I was once in a parking lot fender bender. I had witnesses willing to state the other party was dialing a cell phone and drove into me. The other party had good old State Farm insurance. The State Farm adjuster told me with a straight face that since we couldn't prove who was actually at fault we'd each have to bear our own repairs. She knew darned well that I'd pay my $100 deductible and let my insurance company pay for the damage to my car instead of taking State Farm to court for $700.

As has been said, it all gets down to the wording of the contract.
There's no "one size fits all".
 
Common sense would dictate that.Any land, property, livestock and building located in a flood plane. Will sooner or later be covered with water.
Why should insurance companies even provide flood coverage on such unless the rates were exceedingly expensive?
 
That would be just like the people that build year after years in the hurricane areas. I would think after getting wiped out 3 out of 5 years it would be time to move but the Ins. must still pay and they still rebuild. Then again some of the owners probably have the cash on hand and could probably rebuild again and again whether they had insurance or not. Which is fine I guess. funtwohunt
 
Back when that dam was built and the "overflow" area was designed, all the landowners at that time were paid for their land to be flooded if it neede to be. One time disaster payment and they were told to leave as the govt might have to flood it.
They took the payments then turned around and stayed there.
I'm sure that about 50% or more are different owners who maybe never knew the details. That's what needs to be addressed.
 
EXACTLY,,,,,,The fine print and what the dern contract SAYS is what counts. Those insurance companty lawyers arent dummies lol and if theres a way to NOT pay a claim I bet they will find it grrrrrrrrrr

John T Country Lawyer
 
In Louisiana, if you have a lean against your house with the bank you can get flood insurance in 7 days. If not you are required to wait 30 days. The loop hole is (and 100's around here done it last month when the Miss was threatening), you go to the bank and quickly take out a small mortgage on your house and the bank will require flood insurance. So you run down to the insurance office and take it out and in seven days you have coverage. It"s a legal gray area. Some banks will do it and some won"t.
 
John,

Can't remember if it was Jerry Clower or Justin Wilson that told this one.

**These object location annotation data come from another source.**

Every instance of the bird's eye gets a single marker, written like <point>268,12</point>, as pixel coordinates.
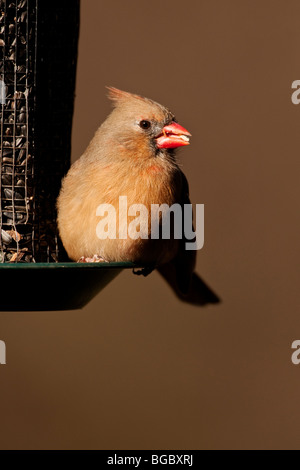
<point>145,124</point>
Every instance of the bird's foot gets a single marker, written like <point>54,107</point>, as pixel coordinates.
<point>94,259</point>
<point>143,271</point>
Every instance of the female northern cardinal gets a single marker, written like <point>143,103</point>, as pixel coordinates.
<point>132,155</point>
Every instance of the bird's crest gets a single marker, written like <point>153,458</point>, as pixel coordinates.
<point>119,96</point>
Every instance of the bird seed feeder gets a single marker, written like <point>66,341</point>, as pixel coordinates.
<point>38,54</point>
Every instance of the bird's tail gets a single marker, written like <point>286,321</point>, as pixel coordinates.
<point>198,293</point>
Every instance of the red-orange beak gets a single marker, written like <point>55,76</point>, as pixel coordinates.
<point>173,135</point>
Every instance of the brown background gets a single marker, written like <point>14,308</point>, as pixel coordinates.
<point>136,368</point>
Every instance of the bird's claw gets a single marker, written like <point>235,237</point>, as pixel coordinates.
<point>143,271</point>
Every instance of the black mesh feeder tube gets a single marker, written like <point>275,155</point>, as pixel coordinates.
<point>38,54</point>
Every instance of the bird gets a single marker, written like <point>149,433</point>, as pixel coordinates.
<point>132,154</point>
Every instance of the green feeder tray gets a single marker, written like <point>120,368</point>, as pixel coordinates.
<point>57,286</point>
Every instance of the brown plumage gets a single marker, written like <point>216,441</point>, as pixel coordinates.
<point>131,154</point>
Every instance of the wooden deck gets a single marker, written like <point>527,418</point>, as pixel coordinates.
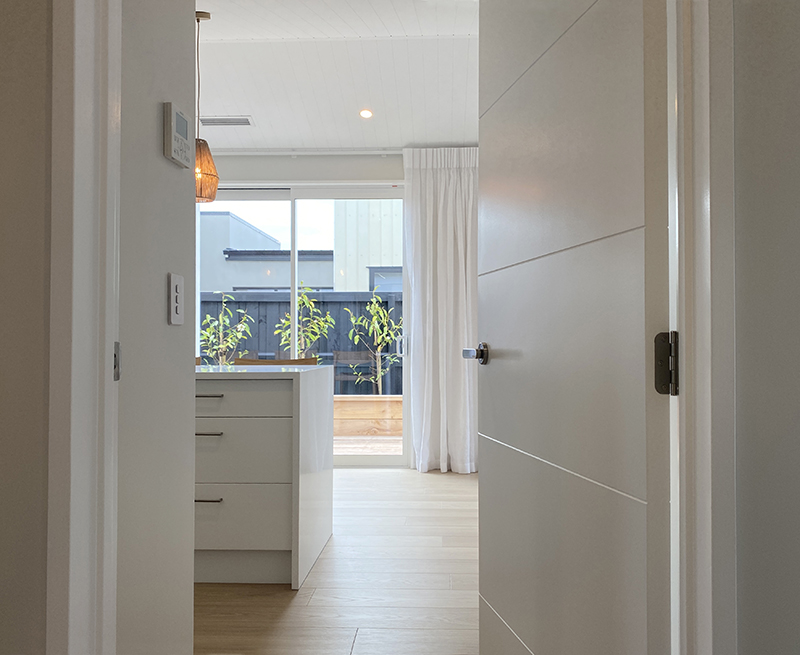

A fellow was in an accident and wound up in the hospital. His insurance agent visited him and said, "You know that group accident insurance policy I sold you? I hate to tell you this, but the entire group has to be in an accident before the policy pays off".
 
I understand the only flood insurance one can obtain is from a U.S. Government company set up just for insuring in flood plains. In the big scheme of things, I think, it became too expensive for commercial companies to cover so the Government set up this company to protect the banks. Just my thoughts but in the "nineties I lived near Austin and they had floods in something like three of five years. The ads ran all the time warning, "Your homeowners insurance will not cover Flooding." and to call this particular Agency.
 
To answer your question about crop insurance. Yes RMA the arm that oversees the crop insurance companies issued a bulletin just after the corp of destroyers blew up the birds point levee. The bulletin told the companies they were to treat any damage that happened due to the flood waters as a natural event. So crop loss due to flooding or inability to plant a crop with normal equipment during the normal time frame is covered if the farmer had crop insurance.

I am a manager at one of the largest companies and I have seen the bulletin and helped to develope our guidelines for handeling the mess.